Reinforcement Learning : An Introduction
#Learn RL in a week
I would like to recommend studying reinforcement learning , if you want to learn more about our life, our world that we believe we exist.., it is a subfield of machine learning. Understanding the terms and concepts in machine learning and deep learning can change your perspective on human life, Earth, and the universe. As a physics graduate, I can say that it offers a different perspective than that of a physics enthusiast and is more philosophical.

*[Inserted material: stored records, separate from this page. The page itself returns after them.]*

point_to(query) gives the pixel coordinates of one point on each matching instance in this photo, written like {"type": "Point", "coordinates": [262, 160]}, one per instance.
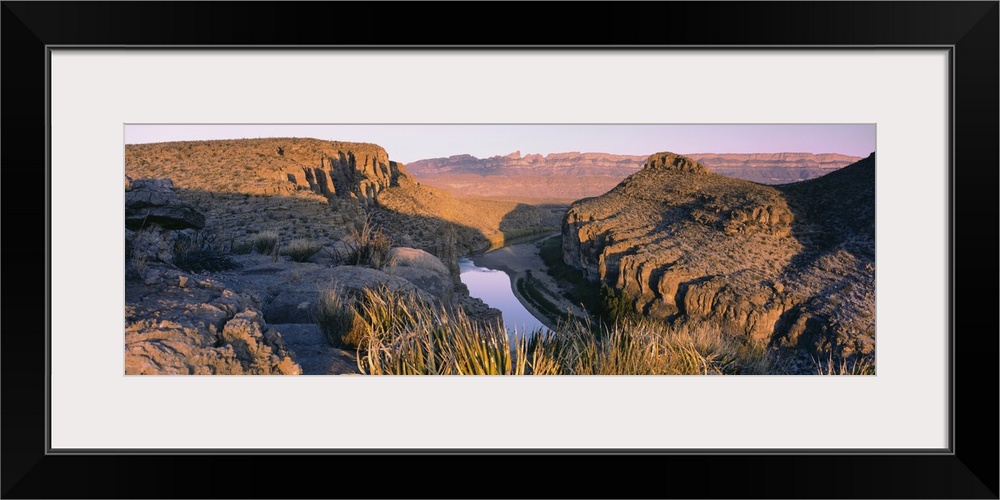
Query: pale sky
{"type": "Point", "coordinates": [407, 143]}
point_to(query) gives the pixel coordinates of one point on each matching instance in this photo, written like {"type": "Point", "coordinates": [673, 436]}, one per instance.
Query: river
{"type": "Point", "coordinates": [494, 288]}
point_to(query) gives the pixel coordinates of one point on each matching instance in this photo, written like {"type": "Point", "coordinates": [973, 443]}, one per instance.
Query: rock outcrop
{"type": "Point", "coordinates": [178, 324]}
{"type": "Point", "coordinates": [330, 169]}
{"type": "Point", "coordinates": [793, 264]}
{"type": "Point", "coordinates": [153, 202]}
{"type": "Point", "coordinates": [579, 175]}
{"type": "Point", "coordinates": [156, 221]}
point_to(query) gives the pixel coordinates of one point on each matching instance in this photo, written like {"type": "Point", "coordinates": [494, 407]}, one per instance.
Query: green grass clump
{"type": "Point", "coordinates": [398, 333]}
{"type": "Point", "coordinates": [616, 306]}
{"type": "Point", "coordinates": [266, 242]}
{"type": "Point", "coordinates": [241, 247]}
{"type": "Point", "coordinates": [301, 250]}
{"type": "Point", "coordinates": [369, 246]}
{"type": "Point", "coordinates": [582, 291]}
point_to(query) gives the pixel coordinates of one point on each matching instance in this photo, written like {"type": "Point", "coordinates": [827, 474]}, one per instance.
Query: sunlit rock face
{"type": "Point", "coordinates": [793, 264]}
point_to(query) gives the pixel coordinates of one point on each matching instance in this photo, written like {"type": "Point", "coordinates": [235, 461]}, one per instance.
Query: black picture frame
{"type": "Point", "coordinates": [968, 470]}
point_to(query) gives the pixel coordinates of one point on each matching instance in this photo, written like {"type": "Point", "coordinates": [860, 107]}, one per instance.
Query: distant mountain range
{"type": "Point", "coordinates": [575, 175]}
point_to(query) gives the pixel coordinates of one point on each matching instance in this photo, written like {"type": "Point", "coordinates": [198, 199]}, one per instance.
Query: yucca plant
{"type": "Point", "coordinates": [301, 250]}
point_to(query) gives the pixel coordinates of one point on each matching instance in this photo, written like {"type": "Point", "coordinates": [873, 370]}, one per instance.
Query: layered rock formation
{"type": "Point", "coordinates": [273, 166]}
{"type": "Point", "coordinates": [793, 264]}
{"type": "Point", "coordinates": [177, 324]}
{"type": "Point", "coordinates": [576, 175]}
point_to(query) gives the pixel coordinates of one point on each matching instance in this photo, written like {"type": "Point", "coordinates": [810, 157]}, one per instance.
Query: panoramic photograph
{"type": "Point", "coordinates": [423, 249]}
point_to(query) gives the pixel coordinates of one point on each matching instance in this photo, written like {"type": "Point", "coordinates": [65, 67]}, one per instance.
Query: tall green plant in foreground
{"type": "Point", "coordinates": [398, 333]}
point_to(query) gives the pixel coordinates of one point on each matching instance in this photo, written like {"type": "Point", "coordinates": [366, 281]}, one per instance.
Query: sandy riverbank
{"type": "Point", "coordinates": [517, 261]}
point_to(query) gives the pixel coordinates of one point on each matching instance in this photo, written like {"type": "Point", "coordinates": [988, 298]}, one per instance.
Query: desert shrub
{"type": "Point", "coordinates": [301, 250]}
{"type": "Point", "coordinates": [266, 242]}
{"type": "Point", "coordinates": [241, 247]}
{"type": "Point", "coordinates": [368, 246]}
{"type": "Point", "coordinates": [135, 264]}
{"type": "Point", "coordinates": [200, 251]}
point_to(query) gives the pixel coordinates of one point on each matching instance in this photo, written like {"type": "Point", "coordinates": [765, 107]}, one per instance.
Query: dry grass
{"type": "Point", "coordinates": [864, 365]}
{"type": "Point", "coordinates": [397, 333]}
{"type": "Point", "coordinates": [301, 250]}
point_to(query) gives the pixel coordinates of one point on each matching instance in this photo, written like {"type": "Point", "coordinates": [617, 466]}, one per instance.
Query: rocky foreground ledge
{"type": "Point", "coordinates": [200, 311]}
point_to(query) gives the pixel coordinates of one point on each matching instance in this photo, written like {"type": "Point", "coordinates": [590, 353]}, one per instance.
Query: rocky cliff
{"type": "Point", "coordinates": [273, 166]}
{"type": "Point", "coordinates": [576, 175]}
{"type": "Point", "coordinates": [793, 264]}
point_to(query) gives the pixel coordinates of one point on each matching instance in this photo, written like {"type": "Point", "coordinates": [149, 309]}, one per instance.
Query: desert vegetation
{"type": "Point", "coordinates": [398, 333]}
{"type": "Point", "coordinates": [675, 271]}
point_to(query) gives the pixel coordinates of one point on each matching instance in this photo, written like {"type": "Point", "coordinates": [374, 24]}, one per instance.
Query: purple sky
{"type": "Point", "coordinates": [407, 143]}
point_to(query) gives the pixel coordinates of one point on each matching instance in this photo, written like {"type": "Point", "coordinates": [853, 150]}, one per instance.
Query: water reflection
{"type": "Point", "coordinates": [493, 287]}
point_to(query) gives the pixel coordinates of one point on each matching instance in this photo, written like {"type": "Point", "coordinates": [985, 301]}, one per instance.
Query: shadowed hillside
{"type": "Point", "coordinates": [231, 245]}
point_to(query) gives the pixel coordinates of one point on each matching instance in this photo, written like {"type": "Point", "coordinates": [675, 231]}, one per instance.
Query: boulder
{"type": "Point", "coordinates": [200, 328]}
{"type": "Point", "coordinates": [422, 269]}
{"type": "Point", "coordinates": [151, 202]}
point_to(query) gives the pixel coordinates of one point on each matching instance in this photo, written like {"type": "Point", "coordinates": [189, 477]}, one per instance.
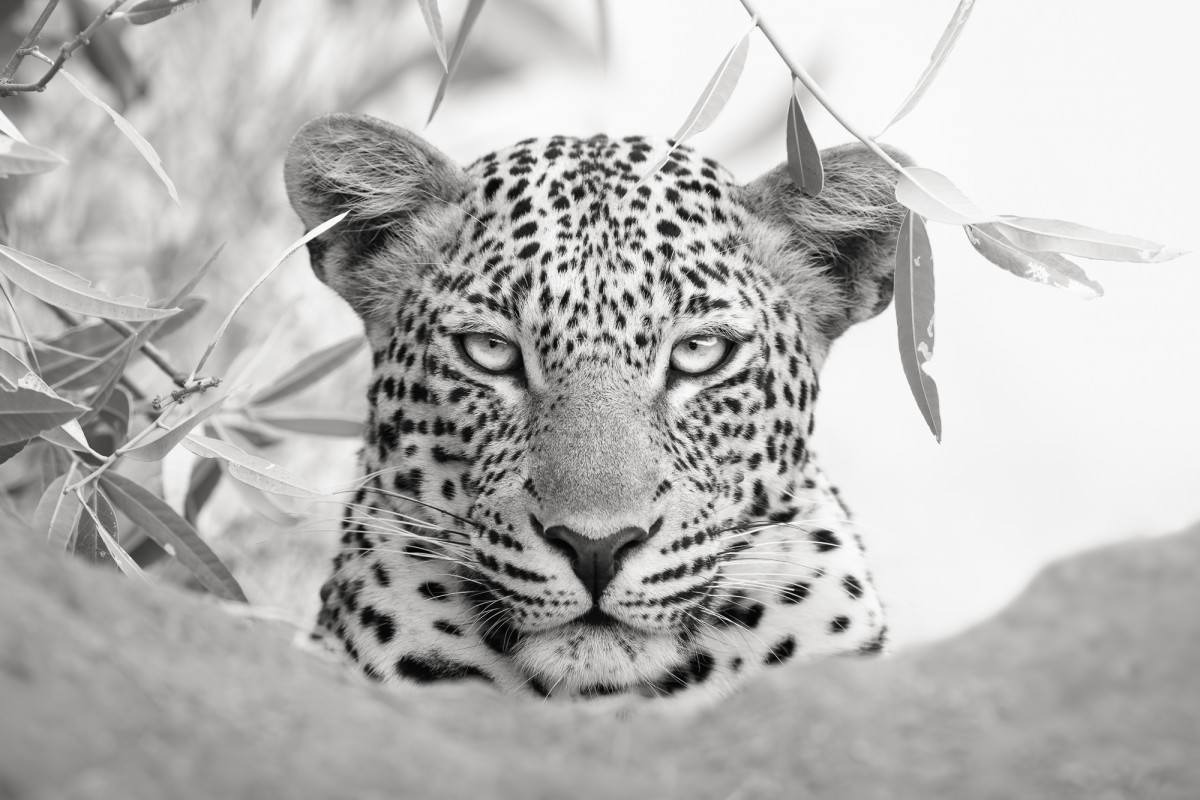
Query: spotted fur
{"type": "Point", "coordinates": [747, 558]}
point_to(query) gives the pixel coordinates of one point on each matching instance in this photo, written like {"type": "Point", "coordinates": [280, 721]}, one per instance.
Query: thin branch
{"type": "Point", "coordinates": [815, 89]}
{"type": "Point", "coordinates": [81, 40]}
{"type": "Point", "coordinates": [149, 350]}
{"type": "Point", "coordinates": [29, 43]}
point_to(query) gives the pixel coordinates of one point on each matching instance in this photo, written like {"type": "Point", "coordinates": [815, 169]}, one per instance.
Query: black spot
{"type": "Point", "coordinates": [424, 671]}
{"type": "Point", "coordinates": [825, 540]}
{"type": "Point", "coordinates": [781, 651]}
{"type": "Point", "coordinates": [449, 629]}
{"type": "Point", "coordinates": [796, 593]}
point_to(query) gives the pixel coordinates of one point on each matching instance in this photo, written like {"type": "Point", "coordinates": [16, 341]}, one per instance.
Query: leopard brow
{"type": "Point", "coordinates": [481, 323]}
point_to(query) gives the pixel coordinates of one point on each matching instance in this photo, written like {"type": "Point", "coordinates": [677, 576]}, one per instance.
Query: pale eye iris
{"type": "Point", "coordinates": [699, 354]}
{"type": "Point", "coordinates": [491, 353]}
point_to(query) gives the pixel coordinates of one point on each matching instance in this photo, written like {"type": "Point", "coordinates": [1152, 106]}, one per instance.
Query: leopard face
{"type": "Point", "coordinates": [586, 469]}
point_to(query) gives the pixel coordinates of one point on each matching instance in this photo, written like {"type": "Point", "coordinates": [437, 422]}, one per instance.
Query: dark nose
{"type": "Point", "coordinates": [594, 560]}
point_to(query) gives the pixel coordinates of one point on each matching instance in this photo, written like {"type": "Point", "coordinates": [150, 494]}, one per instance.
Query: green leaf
{"type": "Point", "coordinates": [155, 446]}
{"type": "Point", "coordinates": [11, 450]}
{"type": "Point", "coordinates": [307, 371]}
{"type": "Point", "coordinates": [945, 46]}
{"type": "Point", "coordinates": [109, 427]}
{"type": "Point", "coordinates": [203, 483]}
{"type": "Point", "coordinates": [714, 97]}
{"type": "Point", "coordinates": [460, 43]}
{"type": "Point", "coordinates": [1050, 269]}
{"type": "Point", "coordinates": [171, 530]}
{"type": "Point", "coordinates": [250, 469]}
{"type": "Point", "coordinates": [143, 146]}
{"type": "Point", "coordinates": [70, 292]}
{"type": "Point", "coordinates": [293, 247]}
{"type": "Point", "coordinates": [433, 22]}
{"type": "Point", "coordinates": [803, 156]}
{"type": "Point", "coordinates": [915, 316]}
{"type": "Point", "coordinates": [319, 426]}
{"type": "Point", "coordinates": [10, 130]}
{"type": "Point", "coordinates": [58, 513]}
{"type": "Point", "coordinates": [1059, 236]}
{"type": "Point", "coordinates": [149, 11]}
{"type": "Point", "coordinates": [22, 158]}
{"type": "Point", "coordinates": [28, 411]}
{"type": "Point", "coordinates": [934, 197]}
{"type": "Point", "coordinates": [89, 542]}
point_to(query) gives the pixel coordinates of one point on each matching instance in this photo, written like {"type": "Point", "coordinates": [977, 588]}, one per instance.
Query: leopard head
{"type": "Point", "coordinates": [591, 407]}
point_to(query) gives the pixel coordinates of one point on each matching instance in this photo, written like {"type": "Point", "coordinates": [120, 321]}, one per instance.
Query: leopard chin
{"type": "Point", "coordinates": [585, 660]}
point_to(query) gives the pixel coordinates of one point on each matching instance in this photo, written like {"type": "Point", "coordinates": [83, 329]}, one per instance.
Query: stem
{"type": "Point", "coordinates": [148, 349]}
{"type": "Point", "coordinates": [28, 43]}
{"type": "Point", "coordinates": [815, 89]}
{"type": "Point", "coordinates": [81, 40]}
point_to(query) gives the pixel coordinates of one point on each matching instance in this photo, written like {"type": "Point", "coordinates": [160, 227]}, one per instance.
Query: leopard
{"type": "Point", "coordinates": [586, 470]}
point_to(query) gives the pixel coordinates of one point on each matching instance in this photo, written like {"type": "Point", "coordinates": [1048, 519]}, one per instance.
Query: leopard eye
{"type": "Point", "coordinates": [491, 353]}
{"type": "Point", "coordinates": [696, 355]}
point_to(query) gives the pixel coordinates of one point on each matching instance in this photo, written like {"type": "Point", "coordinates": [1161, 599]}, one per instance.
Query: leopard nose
{"type": "Point", "coordinates": [594, 560]}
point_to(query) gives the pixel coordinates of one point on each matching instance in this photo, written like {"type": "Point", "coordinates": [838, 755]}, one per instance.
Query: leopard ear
{"type": "Point", "coordinates": [397, 188]}
{"type": "Point", "coordinates": [835, 251]}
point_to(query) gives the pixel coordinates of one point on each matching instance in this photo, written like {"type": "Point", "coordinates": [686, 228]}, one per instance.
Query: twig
{"type": "Point", "coordinates": [29, 43]}
{"type": "Point", "coordinates": [81, 40]}
{"type": "Point", "coordinates": [148, 348]}
{"type": "Point", "coordinates": [815, 89]}
{"type": "Point", "coordinates": [190, 388]}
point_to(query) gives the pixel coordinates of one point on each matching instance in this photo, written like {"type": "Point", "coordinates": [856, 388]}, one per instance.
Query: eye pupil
{"type": "Point", "coordinates": [491, 353]}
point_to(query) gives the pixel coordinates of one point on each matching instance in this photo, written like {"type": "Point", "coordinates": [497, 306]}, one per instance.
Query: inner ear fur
{"type": "Point", "coordinates": [834, 251]}
{"type": "Point", "coordinates": [400, 192]}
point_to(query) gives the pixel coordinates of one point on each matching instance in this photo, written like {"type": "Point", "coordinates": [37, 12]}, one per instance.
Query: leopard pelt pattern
{"type": "Point", "coordinates": [586, 469]}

After studying machine learning, I find myself facing some issues when interacting with small babies and children. I am unable to entertain them or even smile at them without my mind wandering to the basic principles of machine learning. Our childhood experiences play a significant role in shaping our future, and we learn from our surroundings and the people around us.
There are different types of learning methods in machine learning, including supervised, unsupervised, reinforcement, and semi-supervised learning. In this discussion, we will focus on reinforcement learning.
Here are some real-life examples that illustrate the key elements of reinforcement learning:
Agent: A self-driving car is an example of an agent that interacts with the environment by taking actions such as accelerating, braking, and turning.
Environment: The environment for a self-driving car includes the road, other vehicles, pedestrians, and traffic lights.
State: The state of the self-driving car could include its current speed, location, and orientation on the road.
Action: An action for the self-driving car could be to accelerate or to brake, based on the state of the environment.
As you can see below, Another important thing is rewards,
Reward: The reward for the self-driving car could be a positive value for reaching its destination quickly and safely and a negative value for causing an accident.
Policy: A policy for self-driving cars could be a set of rules that determine how the car should act in certain situations. For example, the policy might specify that the car should always stop at a red traffic light.
Value Function: A value function for the self-driving car could estimate the expected reward the car will receive in the future based on its current state and policy.
Model: A model for the self-driving car could simulate the consequences of taking a particular action in a particular state, such as accelerating in heavy traffic.
So, there you have it — a glimpse into the intriguing world of reinforcement learning, where machines learn from their actions, much like we do in our daily lives. It’s a field filled with exciting possibilities and a deep connection to how we interact with the world around us.